I had checked out of the campground in the morning and had brought my backpack to the bus terminal where they had stored it until my bus departed at 14:00. The bus ride would get me into Auckland around 20:00. It unfortunately was a bit of a waste of a day since I could not have time to do anything adventurous in Taupo and I would be arriving so late in Auckland. However, it was the only way that I could get from Taupo to Auckland from where my flight would depart the next day.
The ride was uneventful and not nearly as spectacular as the bus ride from Greymouth to Nelson had been. The bus ride that day had been full of site seeing. The bus to Auckland was more along the lines of just being transportation. One reason was that we were stopping in urban areas such as Hamilton rather than going through forests or along rivers.
We arrived in Auckland and after getting my bearings and looking up information on the airport shuttle for the next day, I checked my map and started out for my hostel. I had chosen this hostel because it was located right downtown which would allow me quick access to the sites without having to take busses from the suburbs and the hostels there. If I were to stay longer in Auckland, I would have chosen a hostel in the Ponsonby area which had been reported by the guidebook and friends as being a thriving area populated by cafes and restaurants.
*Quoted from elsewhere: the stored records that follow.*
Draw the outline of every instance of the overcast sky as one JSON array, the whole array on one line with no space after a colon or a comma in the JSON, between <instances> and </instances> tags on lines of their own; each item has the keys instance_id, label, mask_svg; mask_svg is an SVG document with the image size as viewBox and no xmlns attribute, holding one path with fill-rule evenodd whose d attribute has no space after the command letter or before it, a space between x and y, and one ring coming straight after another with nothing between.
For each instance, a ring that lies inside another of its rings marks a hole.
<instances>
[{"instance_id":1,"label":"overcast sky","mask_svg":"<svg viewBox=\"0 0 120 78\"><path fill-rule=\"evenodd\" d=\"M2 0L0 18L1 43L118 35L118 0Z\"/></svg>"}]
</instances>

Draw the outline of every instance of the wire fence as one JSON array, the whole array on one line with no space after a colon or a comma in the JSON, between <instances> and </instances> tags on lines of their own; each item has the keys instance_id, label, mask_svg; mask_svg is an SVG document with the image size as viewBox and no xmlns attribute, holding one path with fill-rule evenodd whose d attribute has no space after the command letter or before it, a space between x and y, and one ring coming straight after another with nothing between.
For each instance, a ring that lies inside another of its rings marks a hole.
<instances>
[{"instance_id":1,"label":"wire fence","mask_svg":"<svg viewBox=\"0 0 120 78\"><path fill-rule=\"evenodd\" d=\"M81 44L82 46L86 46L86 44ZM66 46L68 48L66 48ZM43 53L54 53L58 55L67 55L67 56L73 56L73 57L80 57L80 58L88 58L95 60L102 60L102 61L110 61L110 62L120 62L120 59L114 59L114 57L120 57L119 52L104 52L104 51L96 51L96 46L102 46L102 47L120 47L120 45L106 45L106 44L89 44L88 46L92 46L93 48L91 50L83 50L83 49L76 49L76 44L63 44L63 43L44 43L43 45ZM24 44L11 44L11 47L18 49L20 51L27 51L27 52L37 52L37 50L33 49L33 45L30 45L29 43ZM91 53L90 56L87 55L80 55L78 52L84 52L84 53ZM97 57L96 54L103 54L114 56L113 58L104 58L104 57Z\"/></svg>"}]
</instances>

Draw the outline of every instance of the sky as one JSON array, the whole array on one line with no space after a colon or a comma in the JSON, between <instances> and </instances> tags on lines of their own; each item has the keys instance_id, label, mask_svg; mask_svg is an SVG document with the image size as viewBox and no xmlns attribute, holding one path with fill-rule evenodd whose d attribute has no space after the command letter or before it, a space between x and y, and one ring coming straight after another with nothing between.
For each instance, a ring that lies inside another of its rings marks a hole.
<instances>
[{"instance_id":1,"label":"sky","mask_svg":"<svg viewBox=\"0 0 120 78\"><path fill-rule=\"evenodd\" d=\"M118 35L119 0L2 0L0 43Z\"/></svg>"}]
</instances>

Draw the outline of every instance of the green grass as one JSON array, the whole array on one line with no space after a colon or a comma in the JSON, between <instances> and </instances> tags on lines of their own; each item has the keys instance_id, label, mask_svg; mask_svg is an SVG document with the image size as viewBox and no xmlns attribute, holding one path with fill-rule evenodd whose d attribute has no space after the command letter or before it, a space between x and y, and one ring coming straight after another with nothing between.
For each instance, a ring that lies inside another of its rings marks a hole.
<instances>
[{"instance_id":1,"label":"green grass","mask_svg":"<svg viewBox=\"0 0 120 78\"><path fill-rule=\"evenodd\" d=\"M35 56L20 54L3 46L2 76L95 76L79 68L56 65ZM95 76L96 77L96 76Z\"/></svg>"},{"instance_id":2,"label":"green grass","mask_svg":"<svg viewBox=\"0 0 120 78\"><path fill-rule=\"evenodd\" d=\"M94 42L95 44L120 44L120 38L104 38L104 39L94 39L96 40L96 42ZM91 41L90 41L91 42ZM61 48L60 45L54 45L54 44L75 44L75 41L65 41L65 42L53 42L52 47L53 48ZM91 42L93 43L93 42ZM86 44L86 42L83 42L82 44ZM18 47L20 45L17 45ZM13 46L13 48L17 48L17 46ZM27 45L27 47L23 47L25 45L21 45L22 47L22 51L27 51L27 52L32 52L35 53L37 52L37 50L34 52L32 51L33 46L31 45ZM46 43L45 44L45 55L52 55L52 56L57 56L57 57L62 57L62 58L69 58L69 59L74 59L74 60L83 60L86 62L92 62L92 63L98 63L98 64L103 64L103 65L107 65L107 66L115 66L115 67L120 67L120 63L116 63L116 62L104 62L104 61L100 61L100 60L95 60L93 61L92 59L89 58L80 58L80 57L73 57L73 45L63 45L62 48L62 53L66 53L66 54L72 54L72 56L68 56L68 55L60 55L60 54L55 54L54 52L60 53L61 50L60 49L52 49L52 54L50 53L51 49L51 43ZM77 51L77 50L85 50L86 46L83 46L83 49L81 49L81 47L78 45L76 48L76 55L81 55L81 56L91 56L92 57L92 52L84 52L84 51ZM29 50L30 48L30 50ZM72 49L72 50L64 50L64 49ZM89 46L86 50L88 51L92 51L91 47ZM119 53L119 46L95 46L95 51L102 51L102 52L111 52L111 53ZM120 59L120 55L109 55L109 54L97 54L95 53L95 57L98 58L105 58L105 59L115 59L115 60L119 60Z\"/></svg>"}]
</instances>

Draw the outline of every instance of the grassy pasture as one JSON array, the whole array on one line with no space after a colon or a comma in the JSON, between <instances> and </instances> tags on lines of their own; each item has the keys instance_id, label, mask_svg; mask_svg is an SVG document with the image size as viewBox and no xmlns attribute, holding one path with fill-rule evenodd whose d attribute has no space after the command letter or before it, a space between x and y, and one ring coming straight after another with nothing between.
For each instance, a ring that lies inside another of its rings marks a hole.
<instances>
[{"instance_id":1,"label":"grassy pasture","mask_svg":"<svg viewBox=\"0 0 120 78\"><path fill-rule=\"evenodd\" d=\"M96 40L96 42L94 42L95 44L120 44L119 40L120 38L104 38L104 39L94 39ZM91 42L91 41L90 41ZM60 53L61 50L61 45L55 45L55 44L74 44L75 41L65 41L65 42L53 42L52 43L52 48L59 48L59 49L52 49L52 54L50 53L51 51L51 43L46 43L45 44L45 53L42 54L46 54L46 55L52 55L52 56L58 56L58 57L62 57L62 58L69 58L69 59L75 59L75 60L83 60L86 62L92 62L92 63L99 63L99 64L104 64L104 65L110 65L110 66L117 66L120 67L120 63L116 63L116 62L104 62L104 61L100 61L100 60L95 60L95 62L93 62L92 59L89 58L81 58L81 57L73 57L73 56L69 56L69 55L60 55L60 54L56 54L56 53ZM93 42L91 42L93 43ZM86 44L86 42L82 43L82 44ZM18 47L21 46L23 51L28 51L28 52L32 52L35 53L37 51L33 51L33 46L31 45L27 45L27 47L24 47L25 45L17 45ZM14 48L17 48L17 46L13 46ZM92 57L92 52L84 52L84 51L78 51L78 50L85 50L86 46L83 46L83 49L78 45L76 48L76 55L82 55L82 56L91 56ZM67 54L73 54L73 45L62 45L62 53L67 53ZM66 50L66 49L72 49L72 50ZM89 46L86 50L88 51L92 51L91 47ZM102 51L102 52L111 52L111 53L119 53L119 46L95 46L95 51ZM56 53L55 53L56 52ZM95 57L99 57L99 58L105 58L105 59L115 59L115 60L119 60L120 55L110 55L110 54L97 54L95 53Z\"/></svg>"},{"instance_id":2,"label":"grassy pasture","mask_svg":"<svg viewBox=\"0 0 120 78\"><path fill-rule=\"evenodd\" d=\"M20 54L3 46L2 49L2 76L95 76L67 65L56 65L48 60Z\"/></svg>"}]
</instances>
The hostel I chose called the Queenstreet Backpackers was not particularly nice as it catered to buses of teenagers and had a cleaning crew that was not very particular, but the staff was friendly and it worked out well for what I wanted. So, once I had set down my bags, I headed out to the city to explore.
I believe that after having spent so many days in Christchurch both exploring and talking with people, that I was predisposed to dislike Auckland. As I mentioned before, the people in Christchurch spoke of people from Auckland as being cosmopolitan snobs and snubbed the city much in the same way that people in Jutland, Denmark snub Copenhagen. However, Auckland is a nice city and I am not really in a position to judge it since I only spent one rainy day there and predominantly within a several square kilometer area around Queen Street which is the main street. Plus I had come to New Zealand to see the spectacular countryside and after coming from Taupo, it was a bit disheartening to be in an urban setting.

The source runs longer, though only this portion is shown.